Tod Lindberg, Hoover Institution, Stanford University, says: "This book asks the progressive victors in the culture wars whether their vision of public life demands that traditional religious belief and believers be expunged."
Michael Novak, winner of the 1994 Templeton prize, remarks: "This book is a searing indictment of the hypocrisy and duplicity of many secularists who have abandoned the old rules of mutual respect and fairness that once invited serious secular and religious thinkers into open dialogue."
The long introduction gives an overview of the new challenges that are coming to citizens in America today. Its 50-plus reference section has almost as many specific examples of injustices done to persons or organisations for actions or statements that are being challenged by the liberal gay rights agenda. One example must suffice: Inter-Varsity, one of the largest collegiate associations, has been denied the privileges allowed to other student groups on campuses in numerous states - this for being what one writer dubbed "the wrong kind of Christian", that is, those who believe traditional moral teaching.
The book has six regular chapters, and in these specific pages, the author discusses the philosophical issues that drive the new 'tolerance issues' in America.
Chapter one, 'The Roots of the New Intolerance'. She lists two major cultural events that have contributed to this development. One was the Catholic Priests Sex Scandal, and the other was 9/11, which articulated a new atheism as Muslims were seeking to discredit the faith of Americans. All in all a position emerged that gave rise to a need to free the society of its religious roots and beliefs. What was emerging was a set of culturally like-minded people, new atheists, advocates for same-sex marriage, rationalists, militant secularists, population controllers, and other fellow ideological travellers.
The outcome is that anyone who dares to dissent from today's ideological desiderata faces heightened risks of public ridicule, shaming, and professional setback. We even have President (Obama) not missing opportunities to castigate non-progressive American Christians who he said were "bitter, clinging to their guns and their religion and less loving".
Chapter two: 'Anatomy of a Secularist Witch Hunt.' The new secular morality with the sexual revolution is that the sexual revolution, that is, the destigmatisation of all forms of consenting non-marital sex, has been a boon to all humanity.
Doing what you want with the related corollary is that pleasure is the greatest good. 'If it feels good, do it'. The so-called culture war is one of competing faiths: one in the Good Book and the other in the more newly figurative book of secularist orthodoxy about the sexual revolution.
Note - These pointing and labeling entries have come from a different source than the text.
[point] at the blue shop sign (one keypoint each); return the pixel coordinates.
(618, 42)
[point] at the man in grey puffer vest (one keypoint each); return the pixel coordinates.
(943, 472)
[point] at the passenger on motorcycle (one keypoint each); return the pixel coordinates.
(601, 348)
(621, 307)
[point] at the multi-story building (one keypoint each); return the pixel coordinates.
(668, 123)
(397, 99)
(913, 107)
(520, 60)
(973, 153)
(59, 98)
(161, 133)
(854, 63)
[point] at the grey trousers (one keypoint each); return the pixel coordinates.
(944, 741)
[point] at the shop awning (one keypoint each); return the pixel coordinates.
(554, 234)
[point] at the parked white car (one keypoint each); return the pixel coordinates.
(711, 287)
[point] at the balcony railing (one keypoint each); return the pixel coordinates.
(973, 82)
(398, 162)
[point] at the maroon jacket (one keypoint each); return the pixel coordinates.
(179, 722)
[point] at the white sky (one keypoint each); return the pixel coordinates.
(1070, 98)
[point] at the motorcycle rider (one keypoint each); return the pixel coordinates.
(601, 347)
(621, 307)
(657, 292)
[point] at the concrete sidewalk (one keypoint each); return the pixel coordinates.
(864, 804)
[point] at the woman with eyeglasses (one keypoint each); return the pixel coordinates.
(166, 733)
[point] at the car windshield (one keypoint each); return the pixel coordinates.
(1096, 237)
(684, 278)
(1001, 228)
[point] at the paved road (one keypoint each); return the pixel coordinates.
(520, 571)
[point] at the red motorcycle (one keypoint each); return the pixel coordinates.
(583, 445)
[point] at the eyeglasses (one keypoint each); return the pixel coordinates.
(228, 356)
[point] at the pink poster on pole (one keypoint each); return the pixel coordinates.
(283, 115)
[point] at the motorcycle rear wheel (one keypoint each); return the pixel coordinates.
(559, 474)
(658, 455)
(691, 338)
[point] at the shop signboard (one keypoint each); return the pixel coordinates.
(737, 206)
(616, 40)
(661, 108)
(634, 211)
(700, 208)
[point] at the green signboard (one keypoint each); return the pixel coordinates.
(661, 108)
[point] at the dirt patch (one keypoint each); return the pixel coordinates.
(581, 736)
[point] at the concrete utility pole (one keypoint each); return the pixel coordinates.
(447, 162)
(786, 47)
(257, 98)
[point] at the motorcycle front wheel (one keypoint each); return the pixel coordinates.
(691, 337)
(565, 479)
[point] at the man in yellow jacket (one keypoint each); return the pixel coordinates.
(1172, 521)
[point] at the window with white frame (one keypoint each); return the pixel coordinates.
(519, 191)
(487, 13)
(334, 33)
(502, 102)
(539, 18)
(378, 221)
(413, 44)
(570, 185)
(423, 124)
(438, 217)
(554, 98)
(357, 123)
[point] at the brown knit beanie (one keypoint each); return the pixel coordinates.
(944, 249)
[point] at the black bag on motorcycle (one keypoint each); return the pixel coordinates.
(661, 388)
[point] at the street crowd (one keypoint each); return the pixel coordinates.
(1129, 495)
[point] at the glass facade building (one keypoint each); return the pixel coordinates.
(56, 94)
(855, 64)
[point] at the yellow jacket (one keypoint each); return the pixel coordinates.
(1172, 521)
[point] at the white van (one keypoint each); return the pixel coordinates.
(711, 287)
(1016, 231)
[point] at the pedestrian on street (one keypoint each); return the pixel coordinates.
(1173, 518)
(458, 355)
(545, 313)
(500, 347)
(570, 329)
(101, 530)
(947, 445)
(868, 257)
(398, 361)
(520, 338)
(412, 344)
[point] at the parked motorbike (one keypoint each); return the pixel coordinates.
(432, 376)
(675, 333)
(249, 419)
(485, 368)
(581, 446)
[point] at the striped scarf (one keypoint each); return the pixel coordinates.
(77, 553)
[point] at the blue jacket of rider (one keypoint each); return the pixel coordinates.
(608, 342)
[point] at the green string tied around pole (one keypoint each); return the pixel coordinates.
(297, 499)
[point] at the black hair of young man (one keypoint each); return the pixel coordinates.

Chapter Three: 'Acclaiming Diversity vs. Hounding the Heretics.' A significant case in California, which went to the US Supreme Court, involved a Christian group professing its faith and was lost based on the decision that no freedom for expression that offends prevailing standards of political correctness in our institutions of higher learning will be entertained.
Chapter Four: 'Civil Right talk vs McCarthyite Muscle.' The following statement sums up the attitudes: if you value your position in society, you'd better not be an unapologetic Christian.
Chapter Five: 'Inquisitors vs Good Works.' A Christian working at a Catholic charity found that her time was increasingly being taken up with dealing with activists intent on closing down their foster-care and adoption services. The long view: I know the time is coming when we'll either close our doors or decide to continue regardless - and end up in jail.
Chapter Six: 'What is to be Done; or, How to End a Witch Hunt.' The final chapter raises the question as to whether people of faith will live to see their beliefs vilified, their children ostracised, their social standing further reduced, their faith forced into the closet, and more, forcing people into a withdrawing from the world option.
Is there another more magnanimous place for understanding and a new dynamic in the culture war? That remains to be seen. We in Jamaica are already facing these issues on a limited scale. We need to be awake to these threats.
- Dr A. W. Sangster is President Emeritus of the University of Technology.